Kafka Connect provides pre-built converters for common data formats such as JSON and Avro, but you can also develop custom converters. You can specify the converter at the connector or task levels, allowing different connectors or tasks to use different data formats.
Code example to initialize converters
Here is how we can initialize the converter.
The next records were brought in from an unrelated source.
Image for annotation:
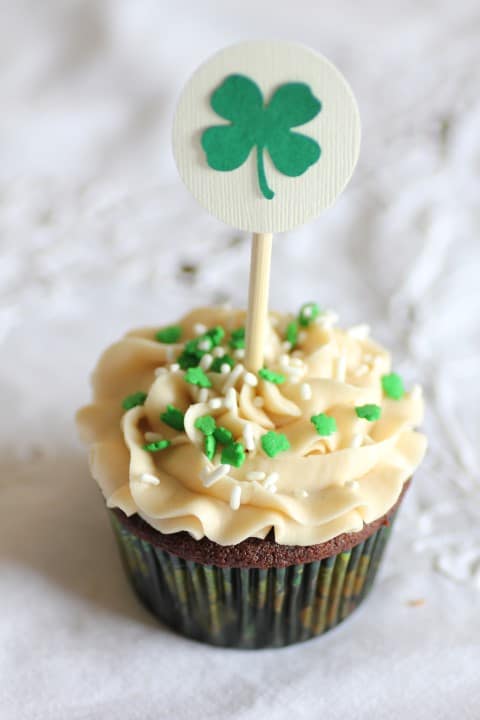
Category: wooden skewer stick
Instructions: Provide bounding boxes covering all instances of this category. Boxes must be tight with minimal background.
[245,233,273,372]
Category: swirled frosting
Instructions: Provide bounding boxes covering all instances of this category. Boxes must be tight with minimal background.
[77,308,426,545]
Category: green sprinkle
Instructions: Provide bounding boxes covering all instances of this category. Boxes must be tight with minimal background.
[143,440,172,452]
[298,303,320,327]
[382,373,405,400]
[221,443,245,467]
[205,325,225,347]
[213,426,233,445]
[229,327,245,350]
[258,368,285,385]
[260,430,290,457]
[122,391,147,410]
[155,325,182,345]
[177,350,201,370]
[310,413,337,436]
[285,320,298,347]
[160,405,185,432]
[204,435,217,460]
[185,367,212,387]
[209,355,235,372]
[194,415,217,435]
[355,405,382,422]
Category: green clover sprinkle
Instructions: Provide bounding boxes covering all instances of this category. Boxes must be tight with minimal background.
[185,367,212,387]
[382,373,405,400]
[260,430,290,457]
[201,75,322,200]
[194,415,217,435]
[177,350,201,370]
[228,327,245,350]
[310,413,337,436]
[221,443,245,467]
[355,404,382,422]
[204,435,217,460]
[155,325,182,345]
[143,440,172,452]
[213,426,233,445]
[122,391,147,410]
[285,321,298,347]
[209,355,235,372]
[258,368,285,385]
[298,303,320,327]
[160,405,185,432]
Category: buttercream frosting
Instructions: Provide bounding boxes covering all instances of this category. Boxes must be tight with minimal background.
[77,308,426,545]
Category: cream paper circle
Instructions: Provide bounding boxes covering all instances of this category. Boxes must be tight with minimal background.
[173,41,360,233]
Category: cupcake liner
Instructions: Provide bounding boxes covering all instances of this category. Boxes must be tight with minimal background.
[109,511,395,649]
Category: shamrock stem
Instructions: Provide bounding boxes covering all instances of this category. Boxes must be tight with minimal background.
[257,145,275,200]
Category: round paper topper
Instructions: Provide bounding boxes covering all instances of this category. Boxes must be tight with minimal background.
[173,41,360,233]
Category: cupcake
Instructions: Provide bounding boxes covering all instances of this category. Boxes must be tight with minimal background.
[77,303,426,648]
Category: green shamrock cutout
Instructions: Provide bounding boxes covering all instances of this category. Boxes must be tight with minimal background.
[202,75,322,200]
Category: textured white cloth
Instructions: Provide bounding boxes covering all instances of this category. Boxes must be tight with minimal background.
[0,0,480,720]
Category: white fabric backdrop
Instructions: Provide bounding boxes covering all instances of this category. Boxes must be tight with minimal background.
[0,0,480,720]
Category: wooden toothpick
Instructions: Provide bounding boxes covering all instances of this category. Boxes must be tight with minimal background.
[245,233,273,372]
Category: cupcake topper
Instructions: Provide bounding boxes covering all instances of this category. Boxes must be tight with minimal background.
[173,41,360,371]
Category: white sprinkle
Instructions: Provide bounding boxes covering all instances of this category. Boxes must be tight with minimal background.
[335,355,347,382]
[144,431,163,442]
[243,373,258,387]
[223,388,237,410]
[198,338,212,352]
[208,398,223,410]
[140,473,160,485]
[223,363,245,392]
[245,470,267,482]
[200,353,213,370]
[243,423,255,450]
[300,383,312,400]
[200,464,231,487]
[345,480,360,490]
[293,488,308,497]
[347,325,370,340]
[350,433,363,448]
[265,472,280,487]
[230,485,242,510]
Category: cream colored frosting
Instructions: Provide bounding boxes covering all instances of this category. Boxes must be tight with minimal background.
[77,308,426,545]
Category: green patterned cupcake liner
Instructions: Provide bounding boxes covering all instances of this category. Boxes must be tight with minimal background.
[109,511,395,649]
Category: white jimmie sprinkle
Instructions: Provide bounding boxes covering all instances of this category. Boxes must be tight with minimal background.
[347,325,370,340]
[243,423,255,450]
[230,485,242,510]
[300,383,312,400]
[200,464,231,487]
[350,433,363,448]
[243,372,258,387]
[193,323,208,335]
[245,470,267,482]
[199,353,213,370]
[140,473,160,485]
[208,398,223,410]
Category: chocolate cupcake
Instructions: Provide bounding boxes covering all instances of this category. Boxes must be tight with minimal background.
[78,303,426,648]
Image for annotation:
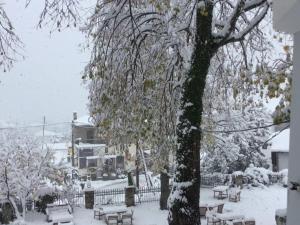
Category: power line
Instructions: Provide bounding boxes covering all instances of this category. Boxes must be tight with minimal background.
[202,120,290,134]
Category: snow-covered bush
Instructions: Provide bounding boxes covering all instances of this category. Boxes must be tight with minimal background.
[244,164,273,186]
[278,169,288,187]
[0,130,57,219]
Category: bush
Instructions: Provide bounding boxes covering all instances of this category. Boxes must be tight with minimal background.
[1,202,15,224]
[244,165,273,187]
[35,194,56,214]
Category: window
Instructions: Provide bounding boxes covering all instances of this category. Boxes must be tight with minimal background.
[86,130,94,143]
[88,159,97,167]
[79,157,86,169]
[79,148,94,157]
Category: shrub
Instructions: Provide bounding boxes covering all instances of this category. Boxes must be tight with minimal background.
[35,194,56,214]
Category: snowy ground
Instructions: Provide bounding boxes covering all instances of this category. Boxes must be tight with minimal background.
[201,185,287,225]
[26,185,287,225]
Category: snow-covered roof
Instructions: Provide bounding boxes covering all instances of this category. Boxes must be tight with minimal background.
[34,130,64,137]
[273,0,300,34]
[74,115,94,126]
[271,129,290,152]
[44,142,71,150]
[86,155,100,159]
[75,143,106,148]
[103,155,117,159]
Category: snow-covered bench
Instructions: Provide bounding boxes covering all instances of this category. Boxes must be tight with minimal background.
[46,204,73,225]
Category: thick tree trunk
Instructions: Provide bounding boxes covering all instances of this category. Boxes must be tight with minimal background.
[168,1,216,225]
[159,166,170,210]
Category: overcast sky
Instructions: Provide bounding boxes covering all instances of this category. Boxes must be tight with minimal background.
[0,0,89,123]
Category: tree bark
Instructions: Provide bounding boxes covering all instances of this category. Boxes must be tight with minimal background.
[168,1,217,225]
[159,166,170,210]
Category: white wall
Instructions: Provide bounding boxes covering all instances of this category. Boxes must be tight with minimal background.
[278,152,289,171]
[287,30,300,225]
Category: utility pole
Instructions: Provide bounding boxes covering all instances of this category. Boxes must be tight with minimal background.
[42,116,46,150]
[135,141,140,188]
[71,112,77,166]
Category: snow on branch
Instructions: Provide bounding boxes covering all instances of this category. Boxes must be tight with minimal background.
[213,0,269,46]
[0,3,23,72]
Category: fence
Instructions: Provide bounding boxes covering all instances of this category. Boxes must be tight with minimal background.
[135,187,160,203]
[94,188,125,205]
[201,173,283,187]
[201,174,230,187]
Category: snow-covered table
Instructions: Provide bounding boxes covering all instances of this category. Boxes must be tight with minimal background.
[102,206,128,214]
[215,213,245,224]
[46,204,73,224]
[212,185,229,199]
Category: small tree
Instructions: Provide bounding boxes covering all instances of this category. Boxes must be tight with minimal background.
[0,130,55,220]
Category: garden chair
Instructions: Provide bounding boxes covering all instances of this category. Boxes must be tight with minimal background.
[229,190,241,202]
[105,214,119,225]
[121,210,133,225]
[217,203,224,213]
[244,219,255,225]
[94,205,105,220]
[206,211,222,225]
[199,206,207,217]
[231,220,244,225]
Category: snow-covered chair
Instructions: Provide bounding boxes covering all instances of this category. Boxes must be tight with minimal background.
[46,204,73,224]
[244,218,255,225]
[105,214,119,225]
[217,203,224,213]
[93,204,105,220]
[121,210,133,225]
[229,188,241,202]
[206,208,222,225]
[199,206,207,217]
[231,220,245,225]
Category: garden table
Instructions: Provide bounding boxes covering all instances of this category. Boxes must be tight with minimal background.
[212,185,229,199]
[215,213,245,225]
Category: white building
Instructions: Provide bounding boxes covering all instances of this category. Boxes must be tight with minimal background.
[273,0,300,225]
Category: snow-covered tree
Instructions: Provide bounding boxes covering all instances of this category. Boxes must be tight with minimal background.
[81,0,269,225]
[0,0,270,225]
[0,130,55,219]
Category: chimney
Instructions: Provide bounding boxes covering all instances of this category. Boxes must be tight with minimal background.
[73,112,77,120]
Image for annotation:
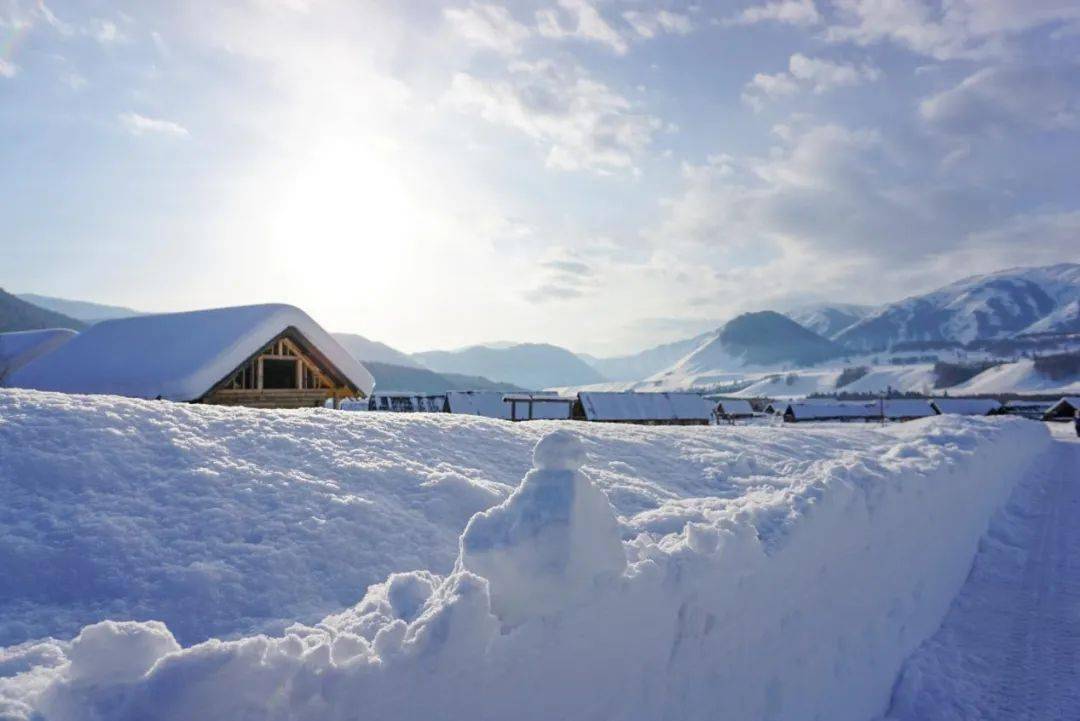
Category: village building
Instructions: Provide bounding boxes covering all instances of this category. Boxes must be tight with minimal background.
[1042,396,1080,421]
[502,393,576,421]
[1001,398,1051,421]
[571,391,713,425]
[5,304,374,408]
[930,398,1001,416]
[362,391,446,413]
[446,391,510,421]
[713,398,754,423]
[0,328,79,385]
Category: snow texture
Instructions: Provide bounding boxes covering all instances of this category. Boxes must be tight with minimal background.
[0,392,1050,721]
[0,328,79,383]
[930,398,1001,416]
[5,304,375,400]
[887,426,1080,721]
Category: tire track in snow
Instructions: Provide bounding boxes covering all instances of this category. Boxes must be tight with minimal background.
[887,427,1080,721]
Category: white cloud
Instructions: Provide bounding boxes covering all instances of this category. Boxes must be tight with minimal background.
[117,112,189,137]
[536,0,627,55]
[85,18,127,45]
[725,0,821,26]
[443,2,530,55]
[447,60,663,172]
[743,53,881,110]
[919,66,1080,135]
[622,10,693,38]
[825,0,1080,59]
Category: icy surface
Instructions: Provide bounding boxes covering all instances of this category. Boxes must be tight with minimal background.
[4,304,375,400]
[0,392,1049,721]
[0,328,79,383]
[887,424,1080,721]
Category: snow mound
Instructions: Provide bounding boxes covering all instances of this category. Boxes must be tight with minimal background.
[458,431,626,625]
[0,388,1049,721]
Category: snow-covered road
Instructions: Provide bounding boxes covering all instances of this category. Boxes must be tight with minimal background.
[888,424,1080,721]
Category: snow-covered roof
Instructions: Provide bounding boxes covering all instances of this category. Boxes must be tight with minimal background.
[446,391,510,420]
[930,398,1001,416]
[578,391,713,421]
[5,303,375,400]
[716,398,754,416]
[781,398,934,421]
[1047,395,1080,416]
[0,328,78,383]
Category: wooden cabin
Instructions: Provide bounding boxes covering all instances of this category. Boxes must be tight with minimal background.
[6,304,375,408]
[571,391,713,425]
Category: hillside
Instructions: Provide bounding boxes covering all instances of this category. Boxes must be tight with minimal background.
[364,361,524,393]
[0,288,86,332]
[18,293,146,324]
[579,332,713,381]
[835,263,1080,351]
[330,332,422,368]
[414,343,604,390]
[784,303,877,338]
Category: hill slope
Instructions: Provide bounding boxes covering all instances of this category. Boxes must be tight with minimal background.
[364,361,524,393]
[835,263,1080,351]
[0,288,86,332]
[18,293,146,323]
[413,343,604,390]
[330,332,422,368]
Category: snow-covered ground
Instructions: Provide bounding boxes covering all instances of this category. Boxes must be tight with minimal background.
[0,391,1050,721]
[887,423,1080,721]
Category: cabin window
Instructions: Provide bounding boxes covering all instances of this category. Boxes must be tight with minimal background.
[262,358,297,389]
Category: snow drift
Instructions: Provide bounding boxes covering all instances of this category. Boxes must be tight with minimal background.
[0,395,1049,721]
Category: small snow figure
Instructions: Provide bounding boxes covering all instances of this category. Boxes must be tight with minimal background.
[458,431,626,625]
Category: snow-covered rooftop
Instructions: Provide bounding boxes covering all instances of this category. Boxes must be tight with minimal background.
[578,391,713,421]
[5,304,375,400]
[930,398,1001,416]
[0,328,78,383]
[446,391,510,420]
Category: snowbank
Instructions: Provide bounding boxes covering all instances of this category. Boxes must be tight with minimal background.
[0,396,1049,721]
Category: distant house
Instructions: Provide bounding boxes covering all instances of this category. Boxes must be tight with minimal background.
[502,393,575,421]
[5,304,374,408]
[1001,399,1051,421]
[571,391,713,425]
[1042,395,1080,421]
[782,398,934,423]
[930,398,1001,416]
[713,398,754,421]
[446,391,510,421]
[362,391,446,413]
[0,328,79,384]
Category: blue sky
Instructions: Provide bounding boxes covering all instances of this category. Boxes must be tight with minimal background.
[0,0,1080,354]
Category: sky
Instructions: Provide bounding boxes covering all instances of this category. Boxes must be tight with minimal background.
[0,0,1080,355]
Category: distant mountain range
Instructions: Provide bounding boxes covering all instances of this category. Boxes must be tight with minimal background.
[18,293,146,325]
[10,263,1080,393]
[413,343,605,390]
[0,288,86,332]
[833,263,1080,351]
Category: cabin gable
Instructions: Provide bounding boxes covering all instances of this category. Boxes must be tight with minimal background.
[195,327,364,408]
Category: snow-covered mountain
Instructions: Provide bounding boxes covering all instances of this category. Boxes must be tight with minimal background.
[18,293,145,324]
[784,303,878,338]
[579,331,716,381]
[330,332,423,368]
[413,343,604,390]
[654,311,843,380]
[835,263,1080,350]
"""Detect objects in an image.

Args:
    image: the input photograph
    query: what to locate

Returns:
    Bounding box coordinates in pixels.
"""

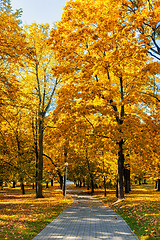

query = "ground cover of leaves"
[95,184,160,240]
[0,187,72,240]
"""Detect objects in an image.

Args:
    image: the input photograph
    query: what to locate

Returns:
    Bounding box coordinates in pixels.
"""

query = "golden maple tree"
[50,0,159,198]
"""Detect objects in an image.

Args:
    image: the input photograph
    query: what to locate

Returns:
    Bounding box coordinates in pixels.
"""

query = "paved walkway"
[33,195,138,240]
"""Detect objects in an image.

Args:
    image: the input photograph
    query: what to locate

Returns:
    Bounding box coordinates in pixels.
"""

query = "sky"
[11,0,67,26]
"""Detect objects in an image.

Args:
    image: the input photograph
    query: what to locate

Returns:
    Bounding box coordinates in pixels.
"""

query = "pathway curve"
[33,195,138,240]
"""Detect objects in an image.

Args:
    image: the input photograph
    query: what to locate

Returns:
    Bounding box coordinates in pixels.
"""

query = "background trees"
[51,1,159,198]
[0,0,160,198]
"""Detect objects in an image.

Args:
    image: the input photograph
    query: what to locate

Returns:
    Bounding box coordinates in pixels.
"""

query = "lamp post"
[64,162,68,201]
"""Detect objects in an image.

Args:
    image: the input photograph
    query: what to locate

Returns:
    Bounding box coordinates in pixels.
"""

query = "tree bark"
[117,140,124,199]
[124,168,130,193]
[21,182,25,194]
[157,179,160,191]
[51,179,53,187]
[36,118,43,198]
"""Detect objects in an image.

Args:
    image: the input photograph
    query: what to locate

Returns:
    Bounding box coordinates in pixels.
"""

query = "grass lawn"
[0,186,72,240]
[95,184,160,240]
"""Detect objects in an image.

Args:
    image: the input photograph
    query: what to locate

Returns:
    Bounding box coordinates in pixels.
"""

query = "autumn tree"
[20,24,58,198]
[50,0,159,198]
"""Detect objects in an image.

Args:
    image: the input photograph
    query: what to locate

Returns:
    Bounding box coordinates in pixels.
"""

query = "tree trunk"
[154,180,158,189]
[36,118,43,198]
[63,172,66,196]
[103,176,107,197]
[21,182,25,194]
[157,179,160,191]
[118,140,124,199]
[12,180,16,188]
[124,168,130,193]
[51,179,53,187]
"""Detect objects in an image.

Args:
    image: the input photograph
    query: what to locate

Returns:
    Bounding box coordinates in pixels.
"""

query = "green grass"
[94,184,160,240]
[0,187,72,240]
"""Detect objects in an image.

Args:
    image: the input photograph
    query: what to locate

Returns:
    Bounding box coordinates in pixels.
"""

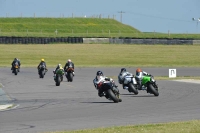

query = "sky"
[0,0,200,34]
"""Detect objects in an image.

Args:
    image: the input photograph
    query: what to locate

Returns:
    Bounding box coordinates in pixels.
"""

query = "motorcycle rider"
[37,59,48,74]
[118,68,133,89]
[53,64,64,81]
[64,59,75,76]
[93,71,119,97]
[135,68,151,90]
[11,58,21,72]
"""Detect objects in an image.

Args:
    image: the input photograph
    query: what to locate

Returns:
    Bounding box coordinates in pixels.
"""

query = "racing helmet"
[58,64,62,68]
[96,71,103,76]
[136,68,142,73]
[120,68,126,73]
[67,59,72,62]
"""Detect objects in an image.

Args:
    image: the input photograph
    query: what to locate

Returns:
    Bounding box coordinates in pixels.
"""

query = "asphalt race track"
[0,68,200,133]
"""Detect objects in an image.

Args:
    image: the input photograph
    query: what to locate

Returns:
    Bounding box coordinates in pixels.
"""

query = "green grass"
[0,18,140,37]
[45,120,200,133]
[0,44,200,67]
[0,18,200,39]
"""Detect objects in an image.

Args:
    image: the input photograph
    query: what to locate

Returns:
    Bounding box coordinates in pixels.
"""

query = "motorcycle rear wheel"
[128,83,138,95]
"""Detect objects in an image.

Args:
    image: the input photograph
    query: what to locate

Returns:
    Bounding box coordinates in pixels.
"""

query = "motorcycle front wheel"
[107,89,119,103]
[149,84,159,96]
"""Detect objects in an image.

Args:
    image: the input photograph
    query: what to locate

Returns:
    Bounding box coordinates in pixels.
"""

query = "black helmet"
[121,68,126,73]
[97,71,103,76]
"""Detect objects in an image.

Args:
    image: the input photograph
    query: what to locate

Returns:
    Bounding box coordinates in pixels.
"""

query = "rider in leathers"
[37,59,48,74]
[93,71,119,97]
[118,68,133,89]
[64,59,75,76]
[135,68,151,90]
[11,58,21,72]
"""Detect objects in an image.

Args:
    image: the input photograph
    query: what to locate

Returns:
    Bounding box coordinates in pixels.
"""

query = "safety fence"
[0,37,200,45]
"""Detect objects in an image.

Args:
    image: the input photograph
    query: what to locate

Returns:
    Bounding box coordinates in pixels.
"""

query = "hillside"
[0,18,140,37]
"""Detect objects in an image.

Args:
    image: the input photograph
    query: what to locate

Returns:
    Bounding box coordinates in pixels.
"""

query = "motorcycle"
[99,78,122,103]
[65,67,74,82]
[142,75,159,96]
[123,75,138,95]
[12,62,19,75]
[54,69,64,86]
[39,65,47,78]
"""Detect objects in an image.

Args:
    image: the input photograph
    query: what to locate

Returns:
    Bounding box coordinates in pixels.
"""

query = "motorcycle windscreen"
[142,76,151,85]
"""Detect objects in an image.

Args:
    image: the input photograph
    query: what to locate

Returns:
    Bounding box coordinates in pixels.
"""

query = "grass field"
[0,44,200,67]
[0,18,200,39]
[47,120,200,133]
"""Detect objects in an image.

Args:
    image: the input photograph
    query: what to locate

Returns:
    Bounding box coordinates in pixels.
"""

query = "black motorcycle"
[100,81,122,103]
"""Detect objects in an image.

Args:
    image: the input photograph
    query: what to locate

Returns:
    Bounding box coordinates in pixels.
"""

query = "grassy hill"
[0,18,200,39]
[0,18,140,37]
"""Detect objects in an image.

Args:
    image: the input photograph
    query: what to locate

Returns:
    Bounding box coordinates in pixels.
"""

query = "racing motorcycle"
[53,69,64,86]
[98,80,122,103]
[123,75,138,95]
[39,64,47,78]
[12,62,19,75]
[65,67,74,82]
[142,75,159,96]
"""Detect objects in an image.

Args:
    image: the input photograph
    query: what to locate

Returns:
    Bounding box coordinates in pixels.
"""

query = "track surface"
[0,68,200,133]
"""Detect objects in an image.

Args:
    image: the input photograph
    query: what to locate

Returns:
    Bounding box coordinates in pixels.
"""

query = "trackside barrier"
[0,37,83,44]
[0,37,200,45]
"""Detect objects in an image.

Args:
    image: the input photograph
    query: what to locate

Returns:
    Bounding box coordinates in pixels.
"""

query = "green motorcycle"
[54,69,64,86]
[142,76,159,96]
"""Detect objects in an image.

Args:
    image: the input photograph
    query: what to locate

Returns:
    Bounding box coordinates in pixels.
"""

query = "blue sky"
[0,0,200,34]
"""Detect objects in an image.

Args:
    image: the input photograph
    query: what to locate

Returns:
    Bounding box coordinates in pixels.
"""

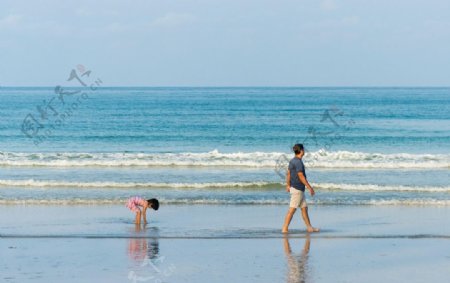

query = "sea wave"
[0,198,450,206]
[0,150,450,170]
[0,179,450,193]
[0,179,282,189]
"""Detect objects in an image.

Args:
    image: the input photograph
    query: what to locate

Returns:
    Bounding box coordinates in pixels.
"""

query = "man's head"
[147,198,159,210]
[292,143,305,158]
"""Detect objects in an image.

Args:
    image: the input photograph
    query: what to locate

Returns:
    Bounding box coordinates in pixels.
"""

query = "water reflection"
[128,224,159,263]
[283,235,311,283]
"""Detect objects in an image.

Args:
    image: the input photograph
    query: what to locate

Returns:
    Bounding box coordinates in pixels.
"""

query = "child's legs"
[134,212,141,224]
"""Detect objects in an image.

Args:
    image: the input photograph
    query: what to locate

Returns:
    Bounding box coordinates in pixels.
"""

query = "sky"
[0,0,450,87]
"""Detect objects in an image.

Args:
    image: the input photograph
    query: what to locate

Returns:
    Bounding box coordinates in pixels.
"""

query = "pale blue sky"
[0,0,450,86]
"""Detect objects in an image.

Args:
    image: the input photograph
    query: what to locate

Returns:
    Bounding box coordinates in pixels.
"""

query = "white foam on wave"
[0,179,282,189]
[313,183,450,193]
[0,179,450,193]
[0,198,450,206]
[0,150,450,169]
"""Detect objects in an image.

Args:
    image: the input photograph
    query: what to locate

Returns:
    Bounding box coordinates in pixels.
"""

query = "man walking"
[281,144,319,233]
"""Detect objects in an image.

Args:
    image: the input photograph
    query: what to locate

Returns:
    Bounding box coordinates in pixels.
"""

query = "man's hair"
[292,143,304,154]
[147,198,159,210]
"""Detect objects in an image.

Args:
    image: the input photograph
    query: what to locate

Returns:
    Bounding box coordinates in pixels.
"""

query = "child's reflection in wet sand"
[128,224,159,262]
[283,234,311,283]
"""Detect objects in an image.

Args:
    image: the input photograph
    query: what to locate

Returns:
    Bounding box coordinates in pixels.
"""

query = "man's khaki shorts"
[289,187,308,208]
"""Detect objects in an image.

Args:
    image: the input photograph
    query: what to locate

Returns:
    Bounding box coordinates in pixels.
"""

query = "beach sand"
[0,205,450,282]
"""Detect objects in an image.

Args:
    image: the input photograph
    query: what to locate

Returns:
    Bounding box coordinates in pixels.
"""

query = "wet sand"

public class JdbcSourceTask extends SourceTask {
@Override
public void start(Map<String, String> props) {
// Initialize the JSON converter for use
converter = new JsonConverter();
converter.configure(props, false);
}
}
We can implement transform and converter to convert the record into JSON format on each of the records as shown below
public class JdbcSourceTask extends SourceTask {
@Override
public void start(Map<String, String> props) {
}
@Override
public List<SourceRecord> poll() throws InterruptedException {
List<SourceRecord> records = new ArrayList<>();
// retrieve data from the JDBC source connector
List<Map<String, Object>> data = retrieveDataFromJdbcSource();
// Apply the transformation to the data
List<Map<String, Object>> transformedData = new ArrayList<>();
for (Map<String, Object> record : data) {
transformedData.add(transformation.apply(new SourceRecord(null, null, "topic-orders", null, null, null, record))); }
// Convert the transformed data to JSON
List<byte[]> jsonRecords = converter.fromConnectData("topic-orders", Schema.STRING_SCHEMA, transformedData);
// Convert the JSON records to SourceRecords
for (byte[] jsonRecord : jsonRecords) {
SourceRecord sourceRecord = new SourceRecord(null,null,"topic-orders",null,null,null,jsonRecord);
records.add(sourceRecord);
}
return records;
}
n this example, the data is first retrieved from the JDBC source as a list of maps (List<Map<String, Object>> data), then transformed using a transformation object. The transformed data is then converted to JSON using a converter object.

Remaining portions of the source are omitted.